The review outcome is itself an audit event. The audit log shows: indicator flagged, reviewer assigned, review duration, outcome. That is the broker’s evidence of a working vulnerability process.

When wiring the vulnerability process for the first time, run a 30-day soft-launch where the human team reviews every flagged case regardless of severity. This serves two purposes:

  1. The team learns the agent’s flag patterns. Indicators they expect to see, indicators that surprise them, false-positive patterns they need to recalibrate the agent against.
  2. The taxonomy of soft and hard indicators is empirical, not theoretical. After 30 days of observation, the compliance team can codify which indicators warrant pausing.

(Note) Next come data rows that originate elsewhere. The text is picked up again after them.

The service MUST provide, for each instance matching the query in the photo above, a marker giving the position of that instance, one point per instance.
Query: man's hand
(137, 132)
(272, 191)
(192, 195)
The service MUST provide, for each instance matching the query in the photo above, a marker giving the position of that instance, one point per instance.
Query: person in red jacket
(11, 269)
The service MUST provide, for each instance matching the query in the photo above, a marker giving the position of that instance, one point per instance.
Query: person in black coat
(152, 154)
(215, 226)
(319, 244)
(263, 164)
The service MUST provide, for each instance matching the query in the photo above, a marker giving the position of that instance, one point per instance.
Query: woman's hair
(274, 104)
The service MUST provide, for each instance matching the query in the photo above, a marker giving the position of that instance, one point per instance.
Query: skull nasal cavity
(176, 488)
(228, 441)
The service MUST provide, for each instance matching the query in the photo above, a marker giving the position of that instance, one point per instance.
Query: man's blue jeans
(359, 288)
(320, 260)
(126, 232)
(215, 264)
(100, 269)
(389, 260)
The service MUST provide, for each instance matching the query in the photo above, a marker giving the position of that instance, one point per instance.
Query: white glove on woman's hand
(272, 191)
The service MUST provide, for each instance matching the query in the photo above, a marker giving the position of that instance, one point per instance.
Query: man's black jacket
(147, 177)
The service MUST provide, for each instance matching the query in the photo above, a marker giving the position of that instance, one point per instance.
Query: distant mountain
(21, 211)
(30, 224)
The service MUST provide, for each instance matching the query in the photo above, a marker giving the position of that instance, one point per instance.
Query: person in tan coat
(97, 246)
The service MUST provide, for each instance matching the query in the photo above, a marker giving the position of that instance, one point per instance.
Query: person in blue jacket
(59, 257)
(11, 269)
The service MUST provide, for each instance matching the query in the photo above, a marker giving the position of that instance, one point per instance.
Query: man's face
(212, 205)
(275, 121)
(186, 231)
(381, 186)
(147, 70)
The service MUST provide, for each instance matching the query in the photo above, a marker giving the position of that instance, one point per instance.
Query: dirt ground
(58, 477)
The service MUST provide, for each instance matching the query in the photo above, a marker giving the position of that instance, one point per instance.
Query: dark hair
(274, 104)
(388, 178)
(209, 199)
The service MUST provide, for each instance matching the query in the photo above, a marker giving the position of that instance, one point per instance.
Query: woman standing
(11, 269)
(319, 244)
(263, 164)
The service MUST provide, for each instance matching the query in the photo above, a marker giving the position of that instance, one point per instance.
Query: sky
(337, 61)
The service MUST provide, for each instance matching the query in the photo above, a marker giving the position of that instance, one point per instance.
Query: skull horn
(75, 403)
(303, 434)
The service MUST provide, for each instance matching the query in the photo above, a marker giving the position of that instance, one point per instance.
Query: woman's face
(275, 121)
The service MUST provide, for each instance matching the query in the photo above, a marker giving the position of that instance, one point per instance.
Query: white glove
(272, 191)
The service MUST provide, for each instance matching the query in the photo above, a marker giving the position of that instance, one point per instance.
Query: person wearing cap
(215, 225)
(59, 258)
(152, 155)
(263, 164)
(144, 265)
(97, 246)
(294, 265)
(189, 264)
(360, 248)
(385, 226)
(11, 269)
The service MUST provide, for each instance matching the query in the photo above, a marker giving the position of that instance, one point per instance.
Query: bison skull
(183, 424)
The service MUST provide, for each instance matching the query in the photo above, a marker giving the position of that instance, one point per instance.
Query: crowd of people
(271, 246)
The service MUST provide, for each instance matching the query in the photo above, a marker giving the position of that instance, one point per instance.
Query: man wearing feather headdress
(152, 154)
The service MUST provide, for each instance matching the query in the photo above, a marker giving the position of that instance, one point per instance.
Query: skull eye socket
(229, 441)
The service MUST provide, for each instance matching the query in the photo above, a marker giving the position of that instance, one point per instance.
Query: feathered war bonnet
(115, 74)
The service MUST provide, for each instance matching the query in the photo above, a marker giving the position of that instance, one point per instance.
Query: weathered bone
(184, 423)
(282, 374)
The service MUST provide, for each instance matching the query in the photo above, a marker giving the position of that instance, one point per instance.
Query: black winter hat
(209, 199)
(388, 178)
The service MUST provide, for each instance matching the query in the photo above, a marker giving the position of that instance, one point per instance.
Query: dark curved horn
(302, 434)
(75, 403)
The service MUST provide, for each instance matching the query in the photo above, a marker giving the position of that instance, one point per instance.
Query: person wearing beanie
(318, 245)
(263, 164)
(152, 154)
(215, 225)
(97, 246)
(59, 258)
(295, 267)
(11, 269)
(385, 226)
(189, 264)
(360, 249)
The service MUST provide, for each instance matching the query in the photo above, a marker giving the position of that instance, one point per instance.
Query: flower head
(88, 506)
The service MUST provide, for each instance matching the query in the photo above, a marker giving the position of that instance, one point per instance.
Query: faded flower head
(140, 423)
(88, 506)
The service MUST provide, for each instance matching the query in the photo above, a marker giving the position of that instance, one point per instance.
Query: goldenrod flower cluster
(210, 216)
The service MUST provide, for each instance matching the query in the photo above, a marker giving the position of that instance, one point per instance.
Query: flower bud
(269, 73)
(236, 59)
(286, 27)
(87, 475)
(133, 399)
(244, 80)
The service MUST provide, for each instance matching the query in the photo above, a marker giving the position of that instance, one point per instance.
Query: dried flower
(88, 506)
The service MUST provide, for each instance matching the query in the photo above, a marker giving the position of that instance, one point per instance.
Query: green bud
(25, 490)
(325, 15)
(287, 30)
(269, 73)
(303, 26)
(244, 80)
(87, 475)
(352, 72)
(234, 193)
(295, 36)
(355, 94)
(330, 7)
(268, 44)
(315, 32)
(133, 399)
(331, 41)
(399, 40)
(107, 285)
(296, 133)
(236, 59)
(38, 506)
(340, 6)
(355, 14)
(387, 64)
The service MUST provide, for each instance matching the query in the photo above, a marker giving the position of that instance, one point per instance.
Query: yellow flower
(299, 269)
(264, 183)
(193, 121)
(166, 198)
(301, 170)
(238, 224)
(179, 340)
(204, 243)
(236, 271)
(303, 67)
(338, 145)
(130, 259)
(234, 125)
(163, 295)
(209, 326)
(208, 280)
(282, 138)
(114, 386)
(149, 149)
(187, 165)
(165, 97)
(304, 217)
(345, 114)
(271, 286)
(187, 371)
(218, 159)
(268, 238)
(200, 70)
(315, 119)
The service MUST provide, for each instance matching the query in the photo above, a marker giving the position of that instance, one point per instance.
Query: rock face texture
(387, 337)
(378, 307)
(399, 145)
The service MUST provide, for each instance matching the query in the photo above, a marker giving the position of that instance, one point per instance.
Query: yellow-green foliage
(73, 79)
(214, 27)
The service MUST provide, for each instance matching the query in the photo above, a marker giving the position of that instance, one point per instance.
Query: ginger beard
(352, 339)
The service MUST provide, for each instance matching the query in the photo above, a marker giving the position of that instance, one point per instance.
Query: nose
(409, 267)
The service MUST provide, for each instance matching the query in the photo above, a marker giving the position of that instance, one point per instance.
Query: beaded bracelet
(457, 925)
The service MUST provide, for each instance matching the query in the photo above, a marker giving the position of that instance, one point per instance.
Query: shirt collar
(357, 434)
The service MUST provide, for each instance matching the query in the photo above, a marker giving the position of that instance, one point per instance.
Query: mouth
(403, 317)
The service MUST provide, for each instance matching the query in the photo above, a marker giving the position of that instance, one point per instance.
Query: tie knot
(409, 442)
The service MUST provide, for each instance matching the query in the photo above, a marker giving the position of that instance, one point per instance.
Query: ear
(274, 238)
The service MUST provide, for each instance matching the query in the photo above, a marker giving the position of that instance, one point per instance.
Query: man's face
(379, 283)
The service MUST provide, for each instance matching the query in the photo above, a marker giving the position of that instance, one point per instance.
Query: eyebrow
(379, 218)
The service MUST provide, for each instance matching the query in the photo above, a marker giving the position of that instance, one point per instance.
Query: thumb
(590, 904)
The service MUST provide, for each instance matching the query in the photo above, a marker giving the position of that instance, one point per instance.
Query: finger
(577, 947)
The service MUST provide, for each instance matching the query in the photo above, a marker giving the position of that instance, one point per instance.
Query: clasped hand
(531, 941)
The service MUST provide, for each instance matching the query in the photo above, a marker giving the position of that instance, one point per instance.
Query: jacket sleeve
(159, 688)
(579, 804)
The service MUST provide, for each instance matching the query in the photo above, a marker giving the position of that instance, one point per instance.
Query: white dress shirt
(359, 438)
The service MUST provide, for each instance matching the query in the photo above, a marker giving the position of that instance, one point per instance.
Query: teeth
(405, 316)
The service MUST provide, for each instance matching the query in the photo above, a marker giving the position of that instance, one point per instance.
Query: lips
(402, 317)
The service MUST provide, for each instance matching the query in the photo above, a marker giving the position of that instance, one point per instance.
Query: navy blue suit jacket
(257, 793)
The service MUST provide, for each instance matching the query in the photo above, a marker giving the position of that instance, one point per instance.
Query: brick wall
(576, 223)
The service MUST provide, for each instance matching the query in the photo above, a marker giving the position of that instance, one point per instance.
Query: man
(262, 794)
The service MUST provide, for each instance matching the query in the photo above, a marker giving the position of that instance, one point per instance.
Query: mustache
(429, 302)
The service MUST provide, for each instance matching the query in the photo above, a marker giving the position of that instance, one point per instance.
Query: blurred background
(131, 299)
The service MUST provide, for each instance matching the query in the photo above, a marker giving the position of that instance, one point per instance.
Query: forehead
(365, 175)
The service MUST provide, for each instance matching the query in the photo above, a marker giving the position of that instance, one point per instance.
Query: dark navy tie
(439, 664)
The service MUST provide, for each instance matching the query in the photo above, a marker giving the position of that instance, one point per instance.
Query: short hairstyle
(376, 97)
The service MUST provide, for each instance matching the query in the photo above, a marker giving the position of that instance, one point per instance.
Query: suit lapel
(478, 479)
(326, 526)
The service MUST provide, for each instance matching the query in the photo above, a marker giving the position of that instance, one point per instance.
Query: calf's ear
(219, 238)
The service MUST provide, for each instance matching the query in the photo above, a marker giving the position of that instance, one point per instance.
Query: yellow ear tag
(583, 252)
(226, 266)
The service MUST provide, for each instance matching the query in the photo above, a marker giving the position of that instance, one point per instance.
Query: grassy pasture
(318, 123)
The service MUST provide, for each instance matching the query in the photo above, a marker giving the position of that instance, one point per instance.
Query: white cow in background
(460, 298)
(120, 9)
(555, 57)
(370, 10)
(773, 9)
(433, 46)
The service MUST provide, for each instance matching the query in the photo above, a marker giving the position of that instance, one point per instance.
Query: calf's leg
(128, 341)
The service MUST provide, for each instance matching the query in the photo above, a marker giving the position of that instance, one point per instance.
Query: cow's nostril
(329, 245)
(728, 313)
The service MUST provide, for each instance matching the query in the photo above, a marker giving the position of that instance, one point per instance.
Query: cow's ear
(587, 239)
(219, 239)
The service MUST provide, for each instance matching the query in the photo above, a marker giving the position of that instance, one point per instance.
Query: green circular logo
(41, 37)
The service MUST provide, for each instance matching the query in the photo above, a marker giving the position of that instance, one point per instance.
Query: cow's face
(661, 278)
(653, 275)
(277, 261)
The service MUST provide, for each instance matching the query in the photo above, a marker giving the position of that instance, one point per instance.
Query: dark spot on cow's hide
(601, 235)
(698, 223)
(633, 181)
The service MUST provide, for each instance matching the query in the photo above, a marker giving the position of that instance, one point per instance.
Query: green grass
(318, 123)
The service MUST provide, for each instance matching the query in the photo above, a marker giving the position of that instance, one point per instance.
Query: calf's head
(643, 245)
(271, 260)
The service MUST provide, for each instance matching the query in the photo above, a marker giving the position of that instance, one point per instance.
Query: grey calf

After soft-launch, switch to the blended approach with the agreed taxonomy.

  • Do not assess vulnerability inside the agent. The agent records signals; humans assess.
  • Do not skip the probe. Every case must record a vulnerability check, even if the result is no indicators flagged. Cross-link to /regulatory/vulnerable-customers/.
  • Do not let lenders see the free-text vulnerability note unless there is a contractual basis. Cross-link to /implementation/lenders/data-minimisation/.
  • Do not aggregate vulnerability data into marketing analytics. The data is collected for a regulatory purpose; using it for another purpose is unlawful under GDPR Article 5(1)(b).